Senator Linthorst herinnerde eraan dat het wetsvoorstel is opgesteld naar aanleiding van kritiek op de 'ophokuren'- dit zijn uren waarin de leerlingen wel op school moeten zijn, maar geen les (kunnen) krijgen. De grote vraag is volgens senator Linthorst wat de oorzaak van deze ophokuren is geweest: schieten scholen tekort in hun planning of stellen wij als politiek te hoge eisen aan scholen? Ook sneed de PvdA-senator de extra bezuiniging van 45 miljoen euro op het voortgezet onderwijs (VO) aan zoals afgesproken in het Kunduzakkoord. Volgens de voorzitter van de VO-raad zouden als gevolg daarvan het aantal minimumuren niet gerealiseerd kunnen worden.

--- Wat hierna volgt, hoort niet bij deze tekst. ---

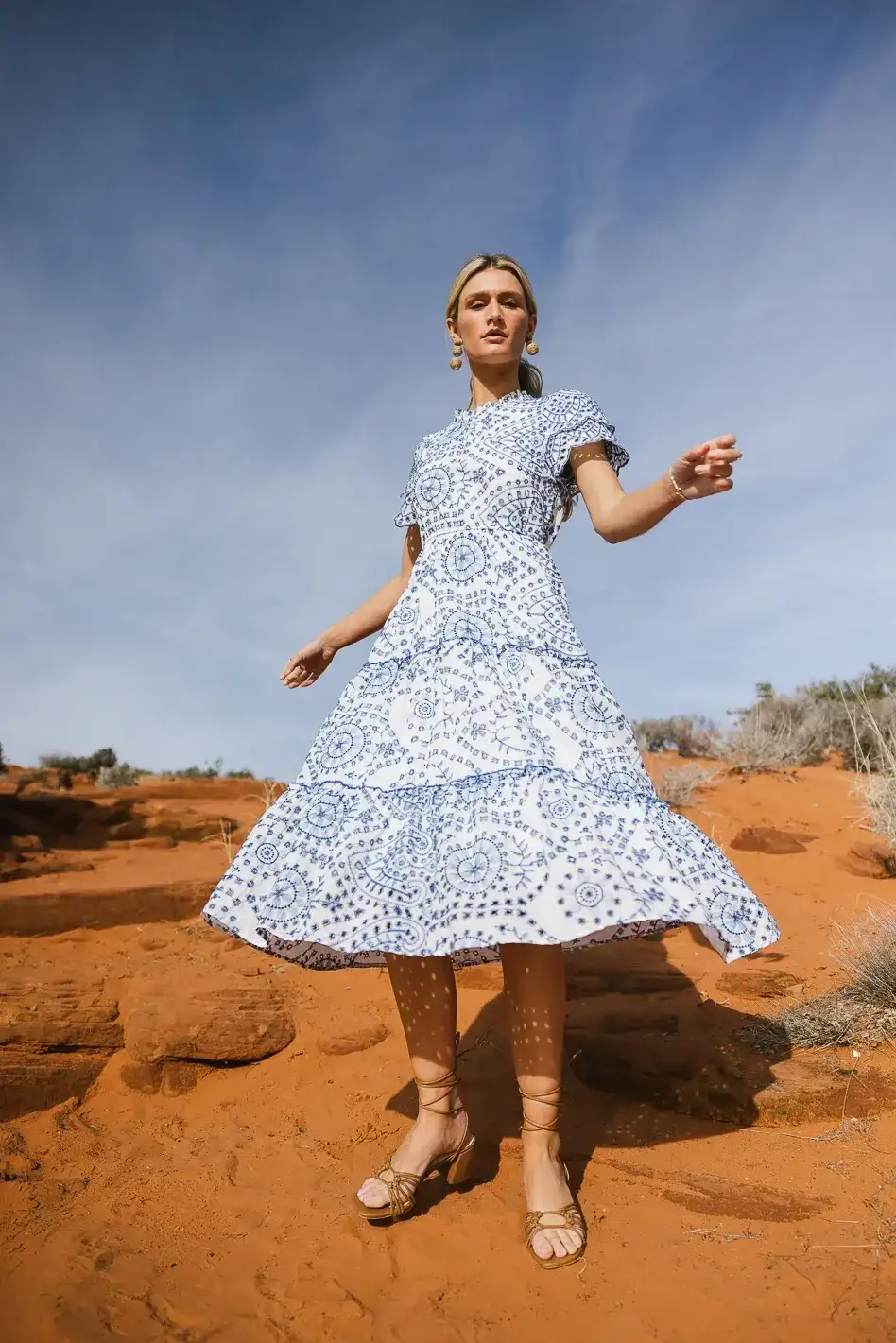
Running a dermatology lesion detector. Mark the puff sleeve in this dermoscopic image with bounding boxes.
[544,391,629,494]
[393,453,418,526]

De minister dacht dat het zo'n vaart niet zal lopen.

Kwaliteit

D66-senator Backer betoogde dat de kwaliteit van het onderwijs centraal moet staan en niet lijstjes met uren die gemaakt moeten worden. "De primaire taak is onderwijs geven dat mensen tot ontplooiing van hun talent brengt", zei senator Backer.

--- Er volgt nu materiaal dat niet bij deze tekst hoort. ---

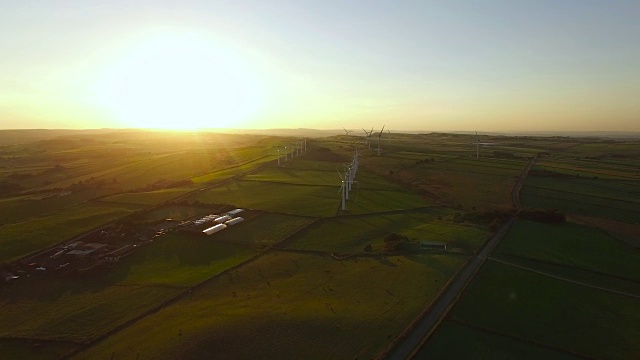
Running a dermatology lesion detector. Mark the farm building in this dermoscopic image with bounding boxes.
[225,216,244,225]
[420,241,447,250]
[214,215,231,224]
[202,224,227,235]
[67,243,107,256]
[105,244,134,262]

Senator Smaling (SP) zei dat het een grote beoordelingsfout van de minister is geweest om aan het amendement Beertema over der 1040-urennorm toe te geven en niet vast houden aan de 1000-urennorm van Cornielje.

De minister betoogde dat zij 90% van wat de commissie Cornielje heeft voorgesteld heeft overgenomen, zoals de zestig taakuren die binnen de 1040 uren vallen. Deze taakuren zijn bedoeld om extra aandacht te besteden aan leerlingen met een achterstand of juist excellente leerlingen. Ook andere niet lesgebonden onderwijsactiviteiten als bijvoorbeeld bijscholing of teambuilding vallen er onder.

Detailniveau

GroenLinks-senator Ganzevoort betoogde dat in dit wetsvoorstel veel te veel op detailniveau wordt geregeld, terwijl de fundamentele vraag blijft staan hoe nu eigenlijk goed onderwijs wordt gegeven. "De Inspectie krijgt de opdracht om met een rekenmachientje te checken of de school, als je alle onderwijsvormen optelt, de 1040 uren van Beertema haalt. En dat heet dan kwaliteit", zei senator Ganzevoort. De GroenLinks-senator vond het beter om van scholen te vragen voldoende kwaliteit te leveren en daarover transparant te communiceren naar leerlingen en ouders en dan pas naar het aantal uren te kijken als daar aanleiding voor is omdat de kwaliteit te kort schiet. Senator Kuiper van de ChristenUnie sloot zich bij deze opvatting aan. "Het gaat om onderwijskwaliteit. De kern van het protest destijds was dat onderwijsuren kwalitatief goed bestede uren moesten zijn. De docent moest weer voor de klas staan. Het kernprobleem is of het onderwijsproces zelf voldoende op orde is", betoogde senator Kuiper.